The penalties for exposure to perceived danger include jail time, even if a fetus shows no signs of harm. Because it's considered a form of child abuse, penalties have included the termination of custody over all of a parent's children.

Incredibly, Patel was convicted not only of feticide but also of felony child neglect. Dr. McGuire led the charge to prove that Patel in fact delivered a live fetus whose death outside the womb resulted from criminal negligence.
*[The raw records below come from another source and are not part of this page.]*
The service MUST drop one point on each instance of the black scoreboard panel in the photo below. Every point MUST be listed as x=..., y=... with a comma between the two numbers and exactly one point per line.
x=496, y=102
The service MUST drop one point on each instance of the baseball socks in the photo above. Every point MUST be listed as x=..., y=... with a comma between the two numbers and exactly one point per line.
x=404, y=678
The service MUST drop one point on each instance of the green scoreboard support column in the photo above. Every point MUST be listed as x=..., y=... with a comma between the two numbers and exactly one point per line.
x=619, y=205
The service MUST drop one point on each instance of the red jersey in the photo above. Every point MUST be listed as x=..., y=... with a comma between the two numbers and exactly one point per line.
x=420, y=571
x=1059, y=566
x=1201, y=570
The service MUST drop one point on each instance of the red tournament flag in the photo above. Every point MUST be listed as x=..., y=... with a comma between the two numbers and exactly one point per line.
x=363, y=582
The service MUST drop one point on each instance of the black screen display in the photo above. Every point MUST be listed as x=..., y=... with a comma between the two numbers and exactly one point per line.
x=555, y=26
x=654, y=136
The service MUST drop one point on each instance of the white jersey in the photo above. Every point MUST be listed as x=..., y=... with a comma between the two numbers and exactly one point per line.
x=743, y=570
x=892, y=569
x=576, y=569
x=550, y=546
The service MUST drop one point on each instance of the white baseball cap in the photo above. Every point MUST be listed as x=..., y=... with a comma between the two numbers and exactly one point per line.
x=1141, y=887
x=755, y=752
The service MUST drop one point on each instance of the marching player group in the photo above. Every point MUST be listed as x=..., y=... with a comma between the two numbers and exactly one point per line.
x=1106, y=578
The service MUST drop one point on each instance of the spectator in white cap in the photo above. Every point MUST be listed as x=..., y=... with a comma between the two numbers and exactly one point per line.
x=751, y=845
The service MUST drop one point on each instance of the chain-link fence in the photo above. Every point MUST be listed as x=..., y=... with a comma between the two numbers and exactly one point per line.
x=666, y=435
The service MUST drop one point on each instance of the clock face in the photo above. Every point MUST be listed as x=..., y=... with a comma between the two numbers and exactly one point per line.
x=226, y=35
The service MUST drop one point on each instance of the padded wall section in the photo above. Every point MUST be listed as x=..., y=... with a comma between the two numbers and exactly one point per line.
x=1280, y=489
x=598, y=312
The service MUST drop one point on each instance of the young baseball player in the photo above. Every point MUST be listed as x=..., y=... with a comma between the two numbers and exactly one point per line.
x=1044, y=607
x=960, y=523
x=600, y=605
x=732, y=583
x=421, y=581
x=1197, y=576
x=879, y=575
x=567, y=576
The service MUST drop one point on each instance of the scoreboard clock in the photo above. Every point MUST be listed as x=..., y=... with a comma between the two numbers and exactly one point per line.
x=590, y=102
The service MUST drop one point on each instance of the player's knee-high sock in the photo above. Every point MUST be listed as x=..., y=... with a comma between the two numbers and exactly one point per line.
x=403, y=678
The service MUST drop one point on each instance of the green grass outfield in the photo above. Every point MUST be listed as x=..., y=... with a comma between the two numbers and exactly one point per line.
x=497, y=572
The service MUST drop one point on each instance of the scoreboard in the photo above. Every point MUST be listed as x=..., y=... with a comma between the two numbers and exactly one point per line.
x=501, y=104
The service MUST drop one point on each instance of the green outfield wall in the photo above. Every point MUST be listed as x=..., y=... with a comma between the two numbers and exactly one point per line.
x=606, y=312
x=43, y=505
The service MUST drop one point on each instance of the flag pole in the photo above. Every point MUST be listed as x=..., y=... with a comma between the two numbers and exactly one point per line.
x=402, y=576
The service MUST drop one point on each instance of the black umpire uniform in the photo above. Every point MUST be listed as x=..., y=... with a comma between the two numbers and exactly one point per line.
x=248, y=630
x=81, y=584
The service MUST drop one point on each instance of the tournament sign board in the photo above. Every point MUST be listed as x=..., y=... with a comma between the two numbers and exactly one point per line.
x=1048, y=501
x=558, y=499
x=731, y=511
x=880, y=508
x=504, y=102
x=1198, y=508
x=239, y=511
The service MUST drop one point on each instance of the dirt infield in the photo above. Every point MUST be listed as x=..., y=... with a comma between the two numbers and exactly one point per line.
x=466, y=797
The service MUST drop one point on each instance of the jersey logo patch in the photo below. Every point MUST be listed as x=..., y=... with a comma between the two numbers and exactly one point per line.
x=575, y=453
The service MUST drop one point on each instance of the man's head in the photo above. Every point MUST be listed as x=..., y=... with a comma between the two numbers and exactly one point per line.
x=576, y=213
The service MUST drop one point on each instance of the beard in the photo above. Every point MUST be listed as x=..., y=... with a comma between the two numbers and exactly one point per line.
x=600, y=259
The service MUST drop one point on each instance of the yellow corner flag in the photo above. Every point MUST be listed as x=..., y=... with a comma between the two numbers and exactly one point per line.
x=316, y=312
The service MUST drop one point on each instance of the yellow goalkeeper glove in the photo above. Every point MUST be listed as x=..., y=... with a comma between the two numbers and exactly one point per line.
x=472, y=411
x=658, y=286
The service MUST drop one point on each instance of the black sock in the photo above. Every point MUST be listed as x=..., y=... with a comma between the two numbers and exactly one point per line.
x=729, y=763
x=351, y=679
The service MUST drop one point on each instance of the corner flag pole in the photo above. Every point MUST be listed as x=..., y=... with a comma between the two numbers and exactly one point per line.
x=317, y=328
A pathologist who testified for the prosecution, Joseph Prahlow, claimed the fetus was five to 10 weeks older than Patel reported, and cited a "lung float test" to allege it might have taken a breath after delivery. The test, consisting of placing the fetal remains in water to see if they would float, is as old as similar practices used in the 17th century against accused witches--medically, it is completely discredited.

Patel's lawyers are appealing both convictions for lack of evidence. But Indiana has continued to expand its legal war on women, most recently passing a bill that combines dozens of new provisions limiting abortion access and threatening criminal liability to providers and patients.


ASSAULTS ON reproductive justice in the U.S. have ranged from sterilization abuse against the poor, Black, Latina and Native communities, whose reproduction is deemed undesirable, to repression of access to abortion and birth control to compel women to view motherhood and social reproduction as their natural destiny.

But the different attacks have always been interconnected. Today, we inherit decades of the right's efforts to assert fetal personhood and rights over and above the rights of women and people who can become pregnant. The resulting logic underlies both the tide of legal attacks on reproductive health care and the criminalization of people like Purvi Patel.

On Monday, we have a chance to stand together with Patel and everyone whose rights to bodily autonomy and the right to determine their own reproductive lives hangs under threat. Apna Ghar and National Asian Pacific American Women's Forum are calling for supporters to stand vigil at the Indianapolis courthouse or to tune into oral arguments via livestream.